This report is intended to demonstrate familiarity with working with the supplied data, and the beginning of progress toward developing a word prediction algorithm. The report presents my exploratory analysis of the data, and explains my concept for an eventual word prediction app and associated algorithm. The focus of this exploratory data analysis is on major features of the data, and presents graphical depictions of various summary quantities.
twittxt <- read_lines("en_US.twitter.txt")
newstxt <- read_lines("en_US.news.txt")
blogtxt <- read_lines("en_US.blogs.txt")
twittxt <- gsub("[^\x01-\x7F]", "", twittxt) # Get rid of emoticon codes
newstxt <- gsub("[^\x01-\x7F]", "", newstxt) # Get rid of emoticon codes
blogtxt <- gsub("[^\x01-\x7F]", "", blogtxt) # Get rid of emoticon codes
linecounts <- c(length(twittxt), length(newstxt), length(blogtxt))
twittxt_df <- tibble(line = 1:linecounts[1], text = twittxt)
newstxt_df <- tibble(line = 1:linecounts[2], text = newstxt)
blogtxt_df <- tibble(line = 1:linecounts[3], text = blogtxt)
twittxt_df$text <- tolower(twittxt_df$text)

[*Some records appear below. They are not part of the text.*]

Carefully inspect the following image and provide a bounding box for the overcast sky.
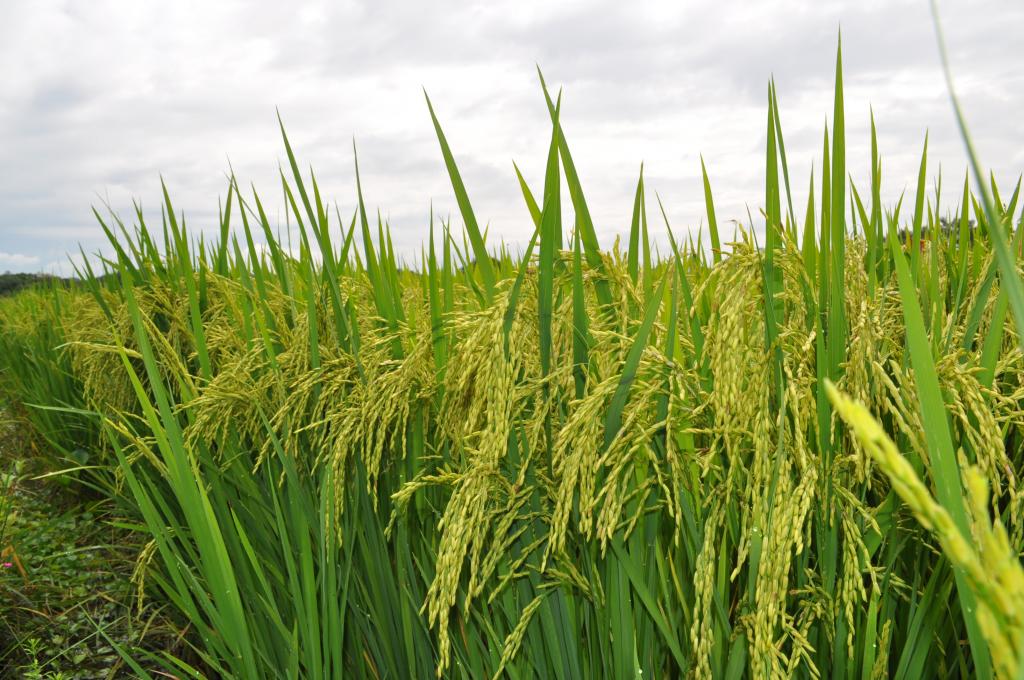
[0,0,1024,271]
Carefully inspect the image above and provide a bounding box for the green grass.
[0,38,1024,679]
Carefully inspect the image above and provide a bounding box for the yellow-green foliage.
[0,45,1024,678]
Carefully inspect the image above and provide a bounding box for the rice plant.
[0,39,1024,679]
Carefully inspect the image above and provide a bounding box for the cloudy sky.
[0,0,1024,271]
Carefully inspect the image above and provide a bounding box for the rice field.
[0,43,1024,679]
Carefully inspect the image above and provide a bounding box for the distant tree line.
[0,271,65,296]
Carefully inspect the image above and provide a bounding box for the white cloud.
[0,251,39,271]
[0,0,1024,266]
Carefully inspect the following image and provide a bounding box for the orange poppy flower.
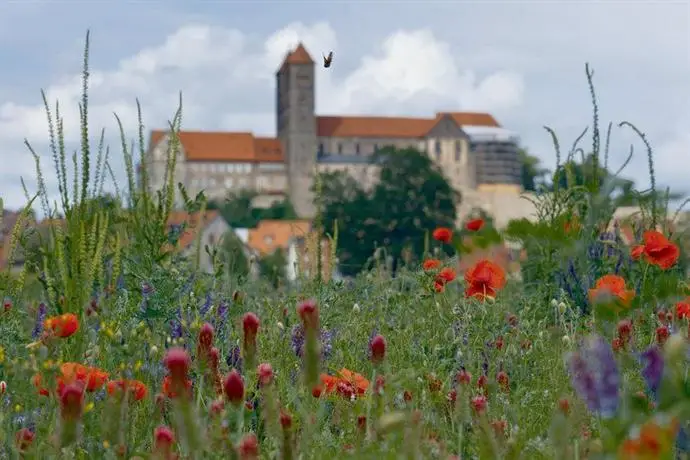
[433,227,453,244]
[422,259,441,271]
[465,259,506,300]
[618,418,679,460]
[589,275,635,307]
[436,267,456,284]
[57,363,109,393]
[465,219,484,232]
[163,375,192,399]
[31,374,50,396]
[643,230,680,270]
[630,244,644,260]
[320,368,369,395]
[43,313,79,338]
[563,216,582,235]
[105,379,148,401]
[676,298,690,319]
[434,280,446,293]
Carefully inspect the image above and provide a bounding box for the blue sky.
[0,0,690,207]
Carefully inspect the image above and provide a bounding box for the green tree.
[259,248,287,289]
[218,230,249,278]
[320,147,461,275]
[518,148,550,192]
[550,154,683,207]
[209,190,297,228]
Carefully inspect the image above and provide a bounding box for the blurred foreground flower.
[568,336,620,418]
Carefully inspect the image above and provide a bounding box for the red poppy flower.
[643,230,680,270]
[465,219,484,232]
[43,313,79,338]
[105,379,148,401]
[422,259,441,271]
[433,227,453,244]
[676,298,690,319]
[589,275,635,307]
[465,259,506,300]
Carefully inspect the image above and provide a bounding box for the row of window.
[319,141,462,162]
[190,176,285,190]
[190,177,249,189]
[187,163,252,174]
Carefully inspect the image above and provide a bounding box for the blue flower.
[31,302,48,340]
[640,345,664,399]
[568,336,620,418]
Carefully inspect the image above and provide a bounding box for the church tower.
[276,43,317,219]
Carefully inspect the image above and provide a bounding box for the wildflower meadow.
[0,35,690,460]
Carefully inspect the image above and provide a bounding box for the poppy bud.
[163,347,191,383]
[256,363,273,386]
[223,369,244,406]
[369,335,386,364]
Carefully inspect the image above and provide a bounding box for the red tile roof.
[316,112,500,138]
[247,220,311,255]
[283,43,314,66]
[150,130,283,162]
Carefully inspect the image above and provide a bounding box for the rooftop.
[247,220,311,255]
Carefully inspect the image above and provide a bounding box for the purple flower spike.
[641,345,664,397]
[569,336,620,418]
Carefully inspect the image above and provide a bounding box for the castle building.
[146,44,522,218]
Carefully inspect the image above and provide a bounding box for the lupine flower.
[369,334,386,363]
[569,336,620,417]
[242,312,260,366]
[225,345,242,372]
[640,346,664,398]
[223,369,244,406]
[197,323,214,360]
[31,302,48,340]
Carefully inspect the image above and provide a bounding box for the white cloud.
[0,22,523,210]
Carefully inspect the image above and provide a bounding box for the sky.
[0,0,690,214]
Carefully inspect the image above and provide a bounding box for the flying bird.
[323,51,333,68]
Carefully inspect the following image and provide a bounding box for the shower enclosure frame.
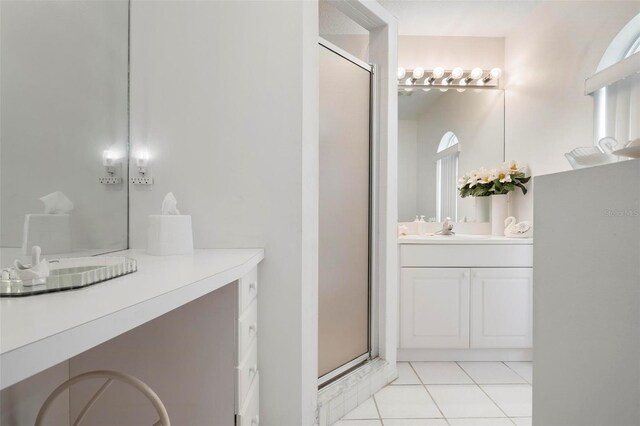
[318,37,378,389]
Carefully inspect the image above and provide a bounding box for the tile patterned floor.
[335,362,533,426]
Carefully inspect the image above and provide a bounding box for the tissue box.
[22,214,71,255]
[147,214,193,256]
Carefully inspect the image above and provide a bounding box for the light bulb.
[469,68,482,80]
[413,67,424,80]
[451,67,464,80]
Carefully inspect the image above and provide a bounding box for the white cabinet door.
[400,268,469,348]
[471,268,533,348]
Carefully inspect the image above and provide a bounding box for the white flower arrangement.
[458,161,531,198]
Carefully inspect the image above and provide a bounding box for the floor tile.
[342,398,380,420]
[427,385,505,418]
[391,362,421,385]
[505,362,533,383]
[411,362,473,385]
[459,362,526,385]
[374,385,442,419]
[448,417,513,426]
[482,385,532,417]
[333,419,382,426]
[511,417,533,426]
[382,419,447,426]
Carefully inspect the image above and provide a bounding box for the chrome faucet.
[436,217,455,235]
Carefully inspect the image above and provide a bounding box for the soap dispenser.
[416,215,427,235]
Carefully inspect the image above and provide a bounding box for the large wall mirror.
[0,0,129,266]
[398,88,504,222]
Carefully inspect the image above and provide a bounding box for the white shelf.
[0,249,264,389]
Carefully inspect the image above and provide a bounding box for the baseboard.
[316,358,398,426]
[398,348,533,361]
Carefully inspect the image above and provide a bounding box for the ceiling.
[320,0,543,37]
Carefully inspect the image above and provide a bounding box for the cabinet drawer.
[236,374,260,426]
[238,268,258,317]
[236,300,258,365]
[400,244,533,268]
[236,339,258,408]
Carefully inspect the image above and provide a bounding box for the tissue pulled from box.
[162,192,180,214]
[40,191,73,214]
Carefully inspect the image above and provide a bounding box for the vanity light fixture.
[451,67,464,80]
[425,67,444,84]
[98,149,122,185]
[398,67,502,93]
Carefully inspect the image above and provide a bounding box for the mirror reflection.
[398,88,504,222]
[0,0,129,266]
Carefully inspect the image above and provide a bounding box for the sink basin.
[0,256,138,297]
[400,234,491,240]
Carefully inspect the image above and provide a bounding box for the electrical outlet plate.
[98,176,122,185]
[129,177,153,185]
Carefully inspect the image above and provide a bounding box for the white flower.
[497,168,511,183]
[467,170,480,188]
[458,175,469,189]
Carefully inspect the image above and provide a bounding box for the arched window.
[587,14,640,146]
[436,132,460,221]
[625,35,640,58]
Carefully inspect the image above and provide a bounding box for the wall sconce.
[98,149,122,185]
[129,149,153,185]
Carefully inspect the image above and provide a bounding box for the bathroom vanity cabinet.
[398,236,533,361]
[0,249,264,426]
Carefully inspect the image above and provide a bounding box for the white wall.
[505,1,640,219]
[0,0,128,251]
[398,120,418,222]
[130,1,318,426]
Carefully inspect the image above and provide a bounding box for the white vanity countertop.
[398,234,533,245]
[0,249,264,389]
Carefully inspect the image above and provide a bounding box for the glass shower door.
[318,44,371,385]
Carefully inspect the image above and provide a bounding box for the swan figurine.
[504,216,531,238]
[13,246,49,285]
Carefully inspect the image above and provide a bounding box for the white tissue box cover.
[22,213,71,255]
[147,214,193,256]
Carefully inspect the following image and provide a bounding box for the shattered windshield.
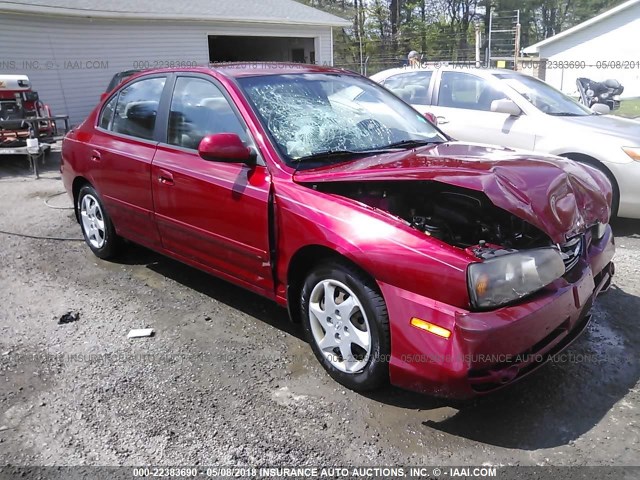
[238,73,446,164]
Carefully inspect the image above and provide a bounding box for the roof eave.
[0,2,351,27]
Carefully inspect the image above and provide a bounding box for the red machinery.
[0,74,69,176]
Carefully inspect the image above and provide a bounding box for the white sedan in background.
[371,67,640,218]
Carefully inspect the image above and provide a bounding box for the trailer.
[0,74,69,178]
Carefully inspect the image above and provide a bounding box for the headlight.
[467,248,565,308]
[622,147,640,162]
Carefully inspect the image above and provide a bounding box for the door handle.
[158,170,173,185]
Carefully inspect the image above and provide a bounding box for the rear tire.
[76,185,121,260]
[300,261,391,391]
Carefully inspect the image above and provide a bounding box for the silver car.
[371,67,640,218]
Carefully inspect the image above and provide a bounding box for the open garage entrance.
[209,35,316,63]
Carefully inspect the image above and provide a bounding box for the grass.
[612,98,640,118]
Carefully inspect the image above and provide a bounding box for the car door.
[152,74,273,291]
[430,71,536,150]
[87,75,167,248]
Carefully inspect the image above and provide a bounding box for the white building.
[0,0,350,125]
[523,0,640,98]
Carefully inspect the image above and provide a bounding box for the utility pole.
[487,10,493,68]
[474,22,482,68]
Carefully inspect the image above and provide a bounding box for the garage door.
[209,35,316,63]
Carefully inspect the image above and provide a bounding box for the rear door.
[430,71,536,150]
[91,75,167,247]
[152,74,273,292]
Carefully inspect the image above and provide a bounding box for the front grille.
[558,235,584,273]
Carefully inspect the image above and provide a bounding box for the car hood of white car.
[557,115,640,141]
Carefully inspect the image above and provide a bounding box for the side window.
[167,77,247,149]
[438,72,506,112]
[111,77,166,140]
[384,71,433,105]
[98,95,118,130]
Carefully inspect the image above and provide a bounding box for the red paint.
[62,65,614,397]
[198,133,251,162]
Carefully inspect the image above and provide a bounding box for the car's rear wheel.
[77,185,120,259]
[300,261,391,391]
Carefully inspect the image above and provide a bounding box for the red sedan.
[61,64,614,398]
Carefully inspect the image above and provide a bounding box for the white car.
[371,67,640,218]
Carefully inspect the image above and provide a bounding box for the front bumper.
[380,228,615,398]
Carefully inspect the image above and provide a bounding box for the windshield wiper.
[294,147,389,165]
[547,112,588,117]
[382,140,442,148]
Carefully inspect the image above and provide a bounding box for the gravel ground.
[0,153,640,465]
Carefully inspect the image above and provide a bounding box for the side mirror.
[491,98,522,117]
[198,133,256,165]
[591,103,611,115]
[423,112,438,125]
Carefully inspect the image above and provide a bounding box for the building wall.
[540,5,640,98]
[0,12,333,125]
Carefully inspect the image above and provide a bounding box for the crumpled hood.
[294,142,611,243]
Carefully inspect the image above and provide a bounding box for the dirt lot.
[0,154,640,465]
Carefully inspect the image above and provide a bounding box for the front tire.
[77,185,120,259]
[300,261,391,391]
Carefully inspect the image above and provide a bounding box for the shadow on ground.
[372,286,640,450]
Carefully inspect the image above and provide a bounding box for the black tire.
[76,185,122,260]
[300,260,391,391]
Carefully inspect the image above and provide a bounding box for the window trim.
[380,70,439,106]
[94,73,172,144]
[156,72,266,166]
[432,70,516,116]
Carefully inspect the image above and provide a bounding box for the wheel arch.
[287,245,382,323]
[71,176,91,222]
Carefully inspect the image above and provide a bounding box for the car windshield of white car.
[238,73,447,167]
[496,73,593,117]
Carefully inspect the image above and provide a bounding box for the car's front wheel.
[77,185,120,259]
[300,261,391,391]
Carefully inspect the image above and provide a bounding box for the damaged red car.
[61,64,614,398]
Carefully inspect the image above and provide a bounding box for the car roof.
[371,64,524,82]
[125,61,358,79]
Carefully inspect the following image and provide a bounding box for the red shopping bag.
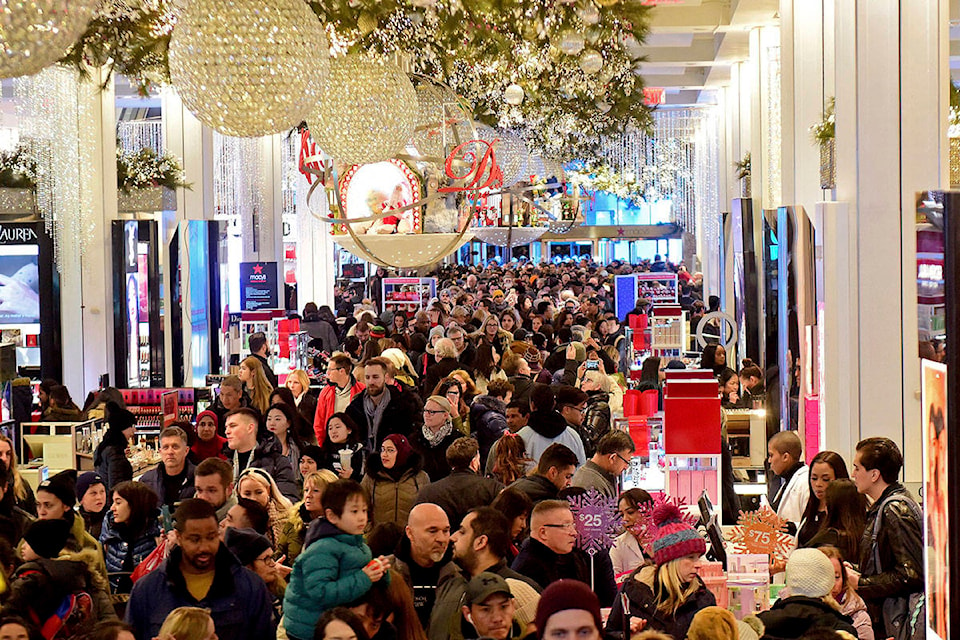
[130,537,167,582]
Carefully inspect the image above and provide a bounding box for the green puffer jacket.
[360,452,430,527]
[283,520,380,638]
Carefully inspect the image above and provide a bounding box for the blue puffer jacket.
[100,511,160,590]
[283,519,389,640]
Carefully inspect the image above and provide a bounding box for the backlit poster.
[921,360,950,640]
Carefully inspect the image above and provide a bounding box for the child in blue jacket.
[283,480,390,640]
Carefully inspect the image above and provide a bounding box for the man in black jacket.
[847,438,926,638]
[428,507,542,640]
[510,442,577,504]
[510,500,617,606]
[223,408,300,501]
[414,437,503,530]
[140,426,196,507]
[346,358,423,454]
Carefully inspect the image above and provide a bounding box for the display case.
[17,420,103,490]
[120,389,197,438]
[381,278,437,316]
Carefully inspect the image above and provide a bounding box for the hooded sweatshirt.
[517,410,587,465]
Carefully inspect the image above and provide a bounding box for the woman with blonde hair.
[157,607,217,640]
[0,433,37,515]
[277,469,338,566]
[283,369,317,432]
[237,467,293,547]
[606,503,717,638]
[237,356,273,415]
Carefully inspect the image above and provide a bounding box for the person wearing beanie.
[223,527,284,625]
[37,469,107,564]
[607,503,717,638]
[410,396,463,482]
[449,571,523,640]
[687,607,740,640]
[20,520,70,562]
[6,518,116,626]
[77,471,107,540]
[360,433,430,528]
[190,409,227,464]
[758,549,857,640]
[534,580,603,640]
[93,402,137,495]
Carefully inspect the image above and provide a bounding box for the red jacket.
[313,380,366,447]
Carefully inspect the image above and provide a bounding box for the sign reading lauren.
[240,262,280,311]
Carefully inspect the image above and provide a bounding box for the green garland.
[61,0,653,159]
[0,145,38,189]
[810,96,837,147]
[117,146,191,194]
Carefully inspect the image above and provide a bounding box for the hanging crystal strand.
[14,67,94,270]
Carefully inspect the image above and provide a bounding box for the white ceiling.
[641,0,779,105]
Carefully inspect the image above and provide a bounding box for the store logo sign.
[0,226,37,244]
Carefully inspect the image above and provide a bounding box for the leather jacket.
[857,483,923,608]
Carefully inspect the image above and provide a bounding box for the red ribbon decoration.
[437,140,503,193]
[299,129,322,184]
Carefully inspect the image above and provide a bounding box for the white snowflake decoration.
[567,489,622,556]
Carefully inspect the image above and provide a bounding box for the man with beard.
[126,498,276,640]
[427,507,541,640]
[346,358,423,454]
[395,503,452,627]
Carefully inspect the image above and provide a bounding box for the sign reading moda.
[240,262,280,311]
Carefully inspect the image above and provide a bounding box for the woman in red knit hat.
[606,503,716,638]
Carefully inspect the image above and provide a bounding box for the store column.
[58,69,118,404]
[823,0,949,482]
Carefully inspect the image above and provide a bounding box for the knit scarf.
[423,420,453,447]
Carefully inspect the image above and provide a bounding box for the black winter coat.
[758,596,857,640]
[510,538,616,608]
[420,358,463,401]
[409,425,463,480]
[223,432,300,502]
[857,483,924,637]
[470,396,507,466]
[606,565,712,638]
[415,470,503,531]
[93,430,133,496]
[140,460,197,505]
[346,386,423,455]
[100,511,160,593]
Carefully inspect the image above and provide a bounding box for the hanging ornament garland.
[0,0,100,78]
[307,54,419,165]
[170,0,330,137]
[64,0,652,160]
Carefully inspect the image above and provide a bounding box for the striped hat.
[653,502,707,566]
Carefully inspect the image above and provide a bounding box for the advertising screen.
[0,244,40,325]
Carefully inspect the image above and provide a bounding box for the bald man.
[395,502,452,628]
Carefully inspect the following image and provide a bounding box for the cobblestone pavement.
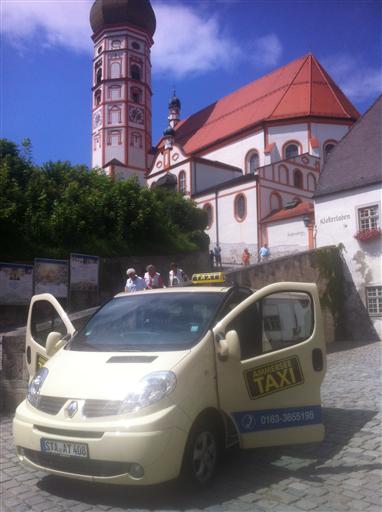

newstxt_df$text <- tolower(newstxt_df$text)
blogtxt_df$text <- tolower(blogtxt_df$text)
tidytwit <- twittxt_df %>% unnest_tokens(word, text)
tidynews <- newstxt_df %>% unnest_tokens(word, text)
tidyblog <- blogtxt_df %>% unnest_tokens(word, text)
twitWordCount <- tidytwit %>% count(word, sort = TRUE)
newsWordCount <- tidynews %>% count(word, sort = TRUE)
blogWordCount <- tidyblog %>% count(word, sort = TRUE)
wordcounts <- c(sum(twitWordCount$n), sum(newsWordCount$n), sum(blogWordCount$n))
This analysis employs corpuses from which “stop words” have been removed. However for the final word prediction algorithm I am likely to leave the “stop words” in the corpus, given their general importance to phrase and sentence structure.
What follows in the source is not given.